Kim Thai, VietAID board chair and director of policy at Boston Inspectional Services, also connected with Dorchester businesses and city agencies. 

“As we were getting calls about the need for masks and gloves, I contacted some local businesses – mainly nail salons, restaurants and construction workers who have gloves and masks as part of their regular inventory,” Thai said. 

“I reached out to Jennifer Nguyen, who owns Banh Mi Ba Le on Dorchester Ave. and some other owners,” she added. “Some of them actually purchased the mask and gloves themselves, and others started soliciting through their own networks.

“Within about two to four hours we were getting calls from people who had heard about this from word of mouth and wanted to donate. We made sure to get the donations to a lot of local community clinics, and worked with Councillor Baker who coordinated some drop-offs.” 

“It was amazing,” said Councillor Baker. “Just the way people stepped up without a question and donated cases and cases of gloves and masks.”

Champion is also organizing an effort to provide masks for Boston Police officers and Department of Corrections employees and inmates. 

“The only thing I wish people wouldn't do is try to make a profit off the masks,” said Champion. “This is not the time for that, it’s the time for us to pool our resources, whether that’s labor or supplies, to get PPE into the hands of the first responders who need them.” 

Supporting healthcare workers on the first line of combating coronavirus is extremely important, she said, not only for their physical protection, but to keep spirits and mental health positive during an unprecedented time. 
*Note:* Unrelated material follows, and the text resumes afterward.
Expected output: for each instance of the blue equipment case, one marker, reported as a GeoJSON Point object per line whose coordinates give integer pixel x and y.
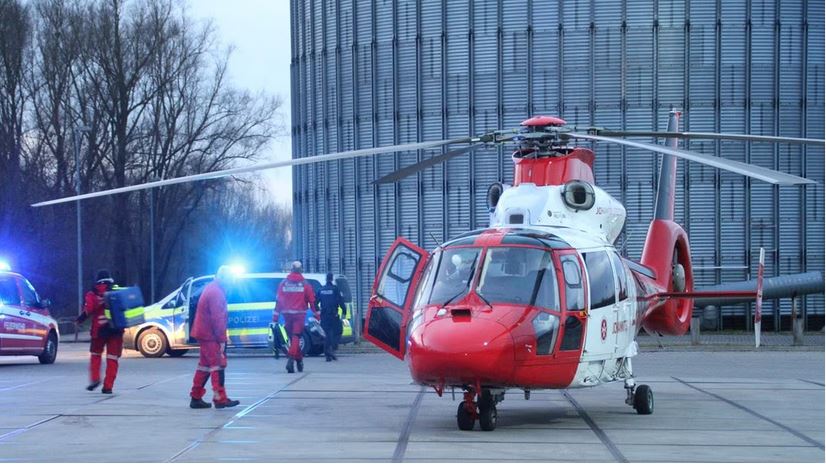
{"type": "Point", "coordinates": [124, 307]}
“One nurse told me that she had used the same mask for three days, so there’s a big level of anxiety there. If we can do anything to ease their anxiety, we should,” said Champion.  “It boosts their morale to let them know we care about them, we’re showing them we appreciate them being there for us and our families – and we really need them there.” 

Senator Collins stated: “Thank you to Linda and all of the small businesses who have helped secure critical PPE in an extremely challenging time. The community hospitals like Tufts, BMC and Carney have really stepped up, as well as our health centers, where these heroes are working on the front lines along with first responders to save lives despite the risk to themselves.  It’s incredible and it shows that when we come together, we can take on any challenge in our community and be better for it.”